In Affri v. Basch, — N.E.2d —-, 2009 WL 4030863 (November 24, 2009), the plaintiff was a neighbor of the defendant homeowner for whom he had previously provided handyman work. This time the plaintiff was performing renovation work including installing appliances. Plaintiff fell from a ladder while installing a vent on the roof and suffered injuries that required several surgeries.
The defendants moved for summary judgment contending that the situation fell under the one or two-family dwelling exception of Labor Law 240(1) and 241(6). These sections except from its provisions owners of one and two-family dwellings who contract for but do not direct or control the work. The issue in the case was whether in inducing the plaintiff to install the vent through the roof from which he fell rather than through a window, the defendant homeowner had directed the manner and means of the plaintiffs work.
The majority decision, written by Hon. Eugene F. Pigott Jr., held that the direction to place a vent through the roof was simply an aesthetic decision. Defendants did nothing more than what any ordinary homeowner would do in deciding how they wanted the home to look upon completion. Further, defendants did not provide the plaintiff with any equipment or work materials, nor were they even present at the time plaintiff undertook the venting work. As in Lee v. Astoria Generating Co., L.P., discussed in Part 1 of this blog post, Chief Judge Lippman and Senior Associate Judge Ciparick dissented. Associate Judge Theodore T. Jones, who authored the majority opinion in Leeconcurred with the dissent in Affri.

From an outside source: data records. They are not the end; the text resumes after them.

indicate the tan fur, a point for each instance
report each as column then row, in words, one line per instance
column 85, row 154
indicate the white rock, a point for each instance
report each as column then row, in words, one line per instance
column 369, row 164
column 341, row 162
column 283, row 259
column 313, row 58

In the view of the dissent, written by Chief Judge Lippman, plaintiff has at the very least raised an issue of fact as to whether defendants were directing and controlling his work. Defendants’ conduct could be found to be more extensive than expected of the typical homeowners renovating their home inasmuch as their activity involved changing the fundamental or structural nature of the work. The dissentcountered that even if the end result was an aesthetic change, that did not alter the fact that the homeowner had directed the manner and means of the work and there was an issue of fact whether defendants crossed the line from general supervision to exercising direction and control over plaintiff’s work.